Replicate Data to Storage Services

Replicate Data to Storage Services

Starting from TiDB v6.5.0, TiCDC supports saving row change events to storage services, including Amazon S3, GCS, Azure Blob Storage, and NFS. This document describes how to create a changefeed that replicates incremental data to such storage services using TiCDC, and how data is stored. The organization of this document is as follows:

How to replicate data to storage services.
How data is stored in storage services.

Replicate change data to storage services

Run the following command to create a changefeed task:

cdc cli changefeed create \
    --server=http://10.0.10.25:8300 \
    --sink-uri="s3://logbucket/storage_test?protocol=canal-json" \
    --changefeed-id="simple-replication-task"

The output is as follows:

Info: {"upstream_id":7171388873935111376,"namespace":"default","id":"simple-replication-task","sink_uri":"s3://logbucket/storage_test?protocol=canal-json","create_time":"2024-05-24T18:52:05.566016967+08:00","start_ts":437706850431664129,"engine":"unified","config":{"case_sensitive":false,"enable_old_value":true,"force_replicate":false,"ignore_ineligible_table":false,"check_gc_safe_point":true,"enable_sync_point":false,"sync_point_interval":600000000000,"sync_point_retention":86400000000000,"filter":{"rules":["*.*"],"event_filters":null},"mounter":{"worker_num":16},"sink":{"protocol":"canal-json","schema_registry":"","csv":{"delimiter":",","quote":"\"","null":"\\N","include_commit_ts":false},"column_selectors":null,"transaction_atomicity":"none","encoder_concurrency":16,"terminator":"\r\n","date_separator":"none","enable_partition_separator":false},"consistent":{"level":"none","max_log_size":64,"flush_interval":2000,"storage":""}},"state":"normal","creator_version":"v8.1.0"}

--server: The address of any TiCDC server in the TiCDC cluster.
--changefeed-id: The ID of the changefeed. The format must match the ^[a-zA-Z0-9]+(\-[a-zA-Z0-9]+)*$ regular expression. If this ID is not specified, TiCDC automatically generates a UUID (the version 4 format) as the ID.
--sink-uri: The downstream address of the changefeed. For details, see Configure sink URI.
--start-ts: The starting TSO of the changefeed. TiCDC starts pulling data from this TSO. The default value is the current time.
--target-ts: The ending TSO of the changefeed. TiCDC stops pulling data until this TSO. The default value is empty, which means that TiCDC does not automatically stop pulling data.
--config: The configuration file of the changefeed. For details, see TiCDC changefeed configuration parameters.

Configure sink URI

This section describes how to configure Sink URI for storage services, including Amazon S3, GCS, Azure Blob Storage, and NFS. Sink URI is used to specify the connection information of the TiCDC target system. The format is as follows:

[scheme]://[host]/[path]?[query_parameters]
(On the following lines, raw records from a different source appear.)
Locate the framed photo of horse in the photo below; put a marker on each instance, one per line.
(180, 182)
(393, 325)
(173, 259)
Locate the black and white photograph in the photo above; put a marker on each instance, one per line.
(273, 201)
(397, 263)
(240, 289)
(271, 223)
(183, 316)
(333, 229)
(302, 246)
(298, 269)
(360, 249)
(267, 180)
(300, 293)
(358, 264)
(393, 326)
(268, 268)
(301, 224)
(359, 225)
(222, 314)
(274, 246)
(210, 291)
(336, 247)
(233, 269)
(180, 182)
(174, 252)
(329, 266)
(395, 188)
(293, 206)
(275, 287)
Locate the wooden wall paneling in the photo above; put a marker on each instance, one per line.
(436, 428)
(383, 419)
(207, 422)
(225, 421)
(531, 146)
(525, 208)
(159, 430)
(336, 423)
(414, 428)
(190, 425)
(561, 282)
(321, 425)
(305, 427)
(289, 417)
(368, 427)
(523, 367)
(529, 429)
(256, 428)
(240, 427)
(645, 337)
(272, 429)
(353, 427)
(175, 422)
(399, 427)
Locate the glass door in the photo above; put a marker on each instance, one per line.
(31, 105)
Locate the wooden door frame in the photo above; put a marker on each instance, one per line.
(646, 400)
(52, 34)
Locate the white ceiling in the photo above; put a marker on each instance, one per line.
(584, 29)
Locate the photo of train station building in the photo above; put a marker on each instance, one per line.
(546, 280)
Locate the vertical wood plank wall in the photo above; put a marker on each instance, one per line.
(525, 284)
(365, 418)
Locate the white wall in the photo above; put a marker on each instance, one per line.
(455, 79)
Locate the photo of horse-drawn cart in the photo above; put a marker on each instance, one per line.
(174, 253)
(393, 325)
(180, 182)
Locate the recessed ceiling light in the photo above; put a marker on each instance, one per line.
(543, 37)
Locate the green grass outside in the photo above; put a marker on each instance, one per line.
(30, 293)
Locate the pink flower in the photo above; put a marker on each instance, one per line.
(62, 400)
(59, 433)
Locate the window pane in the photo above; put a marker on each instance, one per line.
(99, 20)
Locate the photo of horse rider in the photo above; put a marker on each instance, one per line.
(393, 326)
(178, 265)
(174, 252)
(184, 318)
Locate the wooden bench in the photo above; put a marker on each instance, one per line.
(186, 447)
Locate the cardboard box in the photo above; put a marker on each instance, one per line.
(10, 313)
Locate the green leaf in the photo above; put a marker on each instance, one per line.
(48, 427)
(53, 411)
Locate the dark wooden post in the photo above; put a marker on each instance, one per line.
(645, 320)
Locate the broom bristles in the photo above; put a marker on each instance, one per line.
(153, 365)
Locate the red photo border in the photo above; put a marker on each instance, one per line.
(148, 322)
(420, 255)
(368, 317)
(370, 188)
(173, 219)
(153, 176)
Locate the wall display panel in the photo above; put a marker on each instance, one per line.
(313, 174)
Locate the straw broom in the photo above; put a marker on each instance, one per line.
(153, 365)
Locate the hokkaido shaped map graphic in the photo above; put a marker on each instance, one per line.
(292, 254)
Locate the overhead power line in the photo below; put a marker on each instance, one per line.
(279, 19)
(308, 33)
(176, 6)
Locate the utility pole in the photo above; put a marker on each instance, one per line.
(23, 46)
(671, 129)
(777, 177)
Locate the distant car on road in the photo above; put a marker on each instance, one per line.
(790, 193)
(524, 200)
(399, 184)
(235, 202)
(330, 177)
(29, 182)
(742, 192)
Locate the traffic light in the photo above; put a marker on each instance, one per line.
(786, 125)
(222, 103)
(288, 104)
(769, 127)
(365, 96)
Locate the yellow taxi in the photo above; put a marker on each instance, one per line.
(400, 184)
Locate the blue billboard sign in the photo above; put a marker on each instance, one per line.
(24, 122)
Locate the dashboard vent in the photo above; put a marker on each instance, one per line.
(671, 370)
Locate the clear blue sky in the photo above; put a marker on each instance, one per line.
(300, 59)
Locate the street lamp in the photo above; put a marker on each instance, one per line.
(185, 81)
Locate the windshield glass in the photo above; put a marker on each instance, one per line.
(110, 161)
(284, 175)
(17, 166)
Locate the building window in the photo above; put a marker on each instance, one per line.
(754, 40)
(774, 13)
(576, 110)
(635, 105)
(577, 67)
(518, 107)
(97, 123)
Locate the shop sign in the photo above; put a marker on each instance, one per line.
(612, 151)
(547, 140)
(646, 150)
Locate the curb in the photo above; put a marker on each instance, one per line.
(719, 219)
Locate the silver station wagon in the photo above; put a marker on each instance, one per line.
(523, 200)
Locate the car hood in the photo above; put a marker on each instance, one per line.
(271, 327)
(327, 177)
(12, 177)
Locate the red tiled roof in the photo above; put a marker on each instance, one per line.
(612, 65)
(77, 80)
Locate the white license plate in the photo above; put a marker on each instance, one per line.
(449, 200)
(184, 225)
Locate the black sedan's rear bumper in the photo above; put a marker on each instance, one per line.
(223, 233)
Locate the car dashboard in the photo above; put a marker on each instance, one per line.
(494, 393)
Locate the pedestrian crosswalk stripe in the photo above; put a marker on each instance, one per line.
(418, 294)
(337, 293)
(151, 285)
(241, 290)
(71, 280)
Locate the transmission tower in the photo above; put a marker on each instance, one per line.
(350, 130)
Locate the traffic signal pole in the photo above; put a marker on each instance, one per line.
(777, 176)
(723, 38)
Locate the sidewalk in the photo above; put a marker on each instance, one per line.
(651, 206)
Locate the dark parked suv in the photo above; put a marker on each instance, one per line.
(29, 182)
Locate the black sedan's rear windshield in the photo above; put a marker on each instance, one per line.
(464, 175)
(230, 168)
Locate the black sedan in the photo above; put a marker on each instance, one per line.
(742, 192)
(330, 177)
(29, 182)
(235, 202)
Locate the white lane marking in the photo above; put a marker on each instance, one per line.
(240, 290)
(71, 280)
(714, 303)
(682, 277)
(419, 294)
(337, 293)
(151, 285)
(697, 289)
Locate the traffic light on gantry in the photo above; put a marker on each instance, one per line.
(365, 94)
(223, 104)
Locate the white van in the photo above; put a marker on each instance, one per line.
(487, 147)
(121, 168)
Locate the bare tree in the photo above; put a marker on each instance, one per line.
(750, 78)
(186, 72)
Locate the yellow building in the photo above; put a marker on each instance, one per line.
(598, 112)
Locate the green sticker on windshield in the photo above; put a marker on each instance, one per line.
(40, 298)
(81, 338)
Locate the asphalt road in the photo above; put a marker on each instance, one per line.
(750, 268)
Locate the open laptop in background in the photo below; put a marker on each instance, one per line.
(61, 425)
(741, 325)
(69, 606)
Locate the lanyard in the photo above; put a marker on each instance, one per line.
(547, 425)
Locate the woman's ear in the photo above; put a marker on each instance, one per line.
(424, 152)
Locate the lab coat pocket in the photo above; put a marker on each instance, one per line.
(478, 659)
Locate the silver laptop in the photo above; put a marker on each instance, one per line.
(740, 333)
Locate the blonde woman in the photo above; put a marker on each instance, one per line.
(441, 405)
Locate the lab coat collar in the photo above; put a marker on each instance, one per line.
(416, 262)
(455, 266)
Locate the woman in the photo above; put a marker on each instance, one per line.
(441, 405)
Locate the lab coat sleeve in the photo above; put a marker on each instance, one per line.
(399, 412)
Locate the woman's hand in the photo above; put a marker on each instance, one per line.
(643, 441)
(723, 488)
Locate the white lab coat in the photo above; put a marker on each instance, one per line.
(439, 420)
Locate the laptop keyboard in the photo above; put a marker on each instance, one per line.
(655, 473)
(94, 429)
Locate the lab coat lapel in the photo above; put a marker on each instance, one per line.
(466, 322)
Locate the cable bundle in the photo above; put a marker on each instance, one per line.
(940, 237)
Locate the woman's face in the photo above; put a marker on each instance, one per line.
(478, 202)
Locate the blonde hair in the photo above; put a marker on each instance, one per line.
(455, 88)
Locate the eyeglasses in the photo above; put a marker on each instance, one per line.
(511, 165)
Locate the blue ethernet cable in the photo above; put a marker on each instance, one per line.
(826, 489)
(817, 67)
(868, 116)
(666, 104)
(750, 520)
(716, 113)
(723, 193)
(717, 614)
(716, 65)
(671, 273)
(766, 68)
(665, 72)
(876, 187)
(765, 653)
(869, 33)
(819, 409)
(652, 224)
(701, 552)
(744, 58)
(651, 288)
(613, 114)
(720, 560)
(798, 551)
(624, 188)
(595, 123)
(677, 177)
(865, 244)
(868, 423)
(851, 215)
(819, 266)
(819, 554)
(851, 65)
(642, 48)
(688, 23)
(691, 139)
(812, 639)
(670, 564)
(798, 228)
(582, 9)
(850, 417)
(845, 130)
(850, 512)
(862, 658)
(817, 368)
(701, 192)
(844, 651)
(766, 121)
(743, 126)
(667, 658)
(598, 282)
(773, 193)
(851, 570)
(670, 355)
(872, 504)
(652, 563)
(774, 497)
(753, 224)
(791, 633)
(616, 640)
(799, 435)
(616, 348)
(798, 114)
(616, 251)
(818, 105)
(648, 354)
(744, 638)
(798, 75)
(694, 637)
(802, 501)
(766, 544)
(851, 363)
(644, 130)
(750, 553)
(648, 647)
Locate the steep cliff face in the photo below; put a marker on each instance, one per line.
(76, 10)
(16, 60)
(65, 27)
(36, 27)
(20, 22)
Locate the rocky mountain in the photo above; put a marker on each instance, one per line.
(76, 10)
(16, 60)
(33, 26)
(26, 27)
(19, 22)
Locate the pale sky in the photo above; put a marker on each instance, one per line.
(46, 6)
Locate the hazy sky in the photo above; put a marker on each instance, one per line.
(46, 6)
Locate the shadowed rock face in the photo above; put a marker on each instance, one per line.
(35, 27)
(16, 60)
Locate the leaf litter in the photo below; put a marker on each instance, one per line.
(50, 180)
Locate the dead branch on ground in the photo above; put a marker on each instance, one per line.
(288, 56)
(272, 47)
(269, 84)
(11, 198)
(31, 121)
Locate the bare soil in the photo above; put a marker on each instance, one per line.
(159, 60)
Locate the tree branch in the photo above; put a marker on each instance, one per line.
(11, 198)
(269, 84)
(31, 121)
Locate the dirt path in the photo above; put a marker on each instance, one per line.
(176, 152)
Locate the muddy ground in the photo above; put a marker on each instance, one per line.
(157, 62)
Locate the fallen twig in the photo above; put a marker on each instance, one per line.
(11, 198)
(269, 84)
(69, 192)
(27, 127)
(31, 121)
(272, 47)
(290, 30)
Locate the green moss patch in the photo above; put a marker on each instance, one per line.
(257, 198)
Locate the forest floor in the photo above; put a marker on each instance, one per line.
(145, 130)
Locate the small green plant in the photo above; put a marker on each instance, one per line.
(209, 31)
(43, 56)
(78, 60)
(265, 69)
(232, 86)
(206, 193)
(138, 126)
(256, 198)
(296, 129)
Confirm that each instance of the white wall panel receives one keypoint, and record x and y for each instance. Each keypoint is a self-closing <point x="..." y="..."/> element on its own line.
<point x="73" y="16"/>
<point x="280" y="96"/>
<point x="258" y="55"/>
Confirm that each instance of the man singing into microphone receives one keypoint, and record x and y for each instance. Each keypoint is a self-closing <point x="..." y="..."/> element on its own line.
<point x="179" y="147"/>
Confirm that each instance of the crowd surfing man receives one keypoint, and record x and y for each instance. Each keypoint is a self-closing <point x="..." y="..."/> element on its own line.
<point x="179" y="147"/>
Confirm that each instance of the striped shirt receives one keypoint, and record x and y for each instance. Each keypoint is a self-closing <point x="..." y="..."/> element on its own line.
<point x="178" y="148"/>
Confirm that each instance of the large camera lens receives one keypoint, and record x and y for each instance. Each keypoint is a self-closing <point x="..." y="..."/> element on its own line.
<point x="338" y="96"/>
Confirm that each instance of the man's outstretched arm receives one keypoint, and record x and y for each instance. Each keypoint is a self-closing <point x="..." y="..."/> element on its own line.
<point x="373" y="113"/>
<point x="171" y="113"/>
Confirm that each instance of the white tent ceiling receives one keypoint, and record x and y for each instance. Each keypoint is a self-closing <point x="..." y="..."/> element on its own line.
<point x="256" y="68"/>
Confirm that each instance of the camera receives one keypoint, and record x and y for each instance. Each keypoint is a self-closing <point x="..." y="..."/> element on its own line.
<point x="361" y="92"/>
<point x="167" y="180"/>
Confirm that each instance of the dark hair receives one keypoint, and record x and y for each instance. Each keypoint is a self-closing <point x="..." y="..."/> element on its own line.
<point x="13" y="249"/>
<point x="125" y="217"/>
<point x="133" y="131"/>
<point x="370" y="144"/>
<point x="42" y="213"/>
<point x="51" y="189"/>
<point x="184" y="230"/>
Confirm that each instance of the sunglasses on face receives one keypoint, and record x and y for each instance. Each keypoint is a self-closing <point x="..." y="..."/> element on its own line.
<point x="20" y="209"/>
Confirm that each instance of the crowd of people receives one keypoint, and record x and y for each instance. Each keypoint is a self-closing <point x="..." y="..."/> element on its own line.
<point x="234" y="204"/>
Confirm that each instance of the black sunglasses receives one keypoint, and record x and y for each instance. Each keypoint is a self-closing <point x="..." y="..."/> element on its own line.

For [query_parameters] in the URI, the following parameters can be configured:

Parameter	Description	Default value	Value range
`worker-count`	Concurrency for saving data changes to cloud storage in the downstream.	`16`	`[1, 512]`
`flush-interval`	Interval for saving data changes to cloud storage in the downstream.	`5s`	`[2s, 10m]`
`file-size`	A data change file is stored to cloud storage if the number of bytes exceeds the value of this parameter.	`67108864`	`[1048576, 536870912]`
`protocol`	The protocol format of the messages sent to the downstream.	N/A	`canal-json` and `csv`
`enable-tidb-extension`	When `protocol` is set to `canal-json` and `enable-tidb-extension` is set to `true`, TiCDC sends WATERMARK events and adds the TiDB extension field to Canal-JSON messages.	`false`	`false` and `true`

Note

Data change files are saved to the downstream when either flush-interval or file-size meets the requirements. The protocol parameter is mandatory. If TiCDC does not receive this parameter when creating a changefeed, the CDC:ErrSinkUnknownProtocol error is returned.

Configure sink URI for external storage

When storing data in a cloud storage system, you need to set different authentication parameters depending on the cloud service provider. This section describes the authentication methods when using Amazon S3, Google Cloud Storage (GCS), and Azure Blob Storage, and how to configure accounts to access the corresponding storage services.

Amazon S3
GCS
Azure Blob Storage

The following is an example configuration for Amazon S3:

--sink-uri="s3://bucket/prefix?protocol=canal-json"

Before replicating data, you need to set appropriate access permissions for the directory in Amazon S3:

Minimum permissions required by TiCDC: s3:ListBucket, s3:PutObject, and s3:GetObject.
If the changefeed configuration item sink.cloud-storage-config.flush-concurrency is greater than 1, which means parallel uploading of single files is enabled, you need to additionally add permissions related to ListParts:
- s3:AbortMultipartUpload
- s3:ListMultipartUploadParts
- s3:ListBucketMultipartUploads

If you have not created a replication data storage directory, refer to Create a bucket to create an S3 bucket in the specified region. If necessary, you can also create a folder in the bucket by referring to Organize objects in the Amazon S3 console by using folders.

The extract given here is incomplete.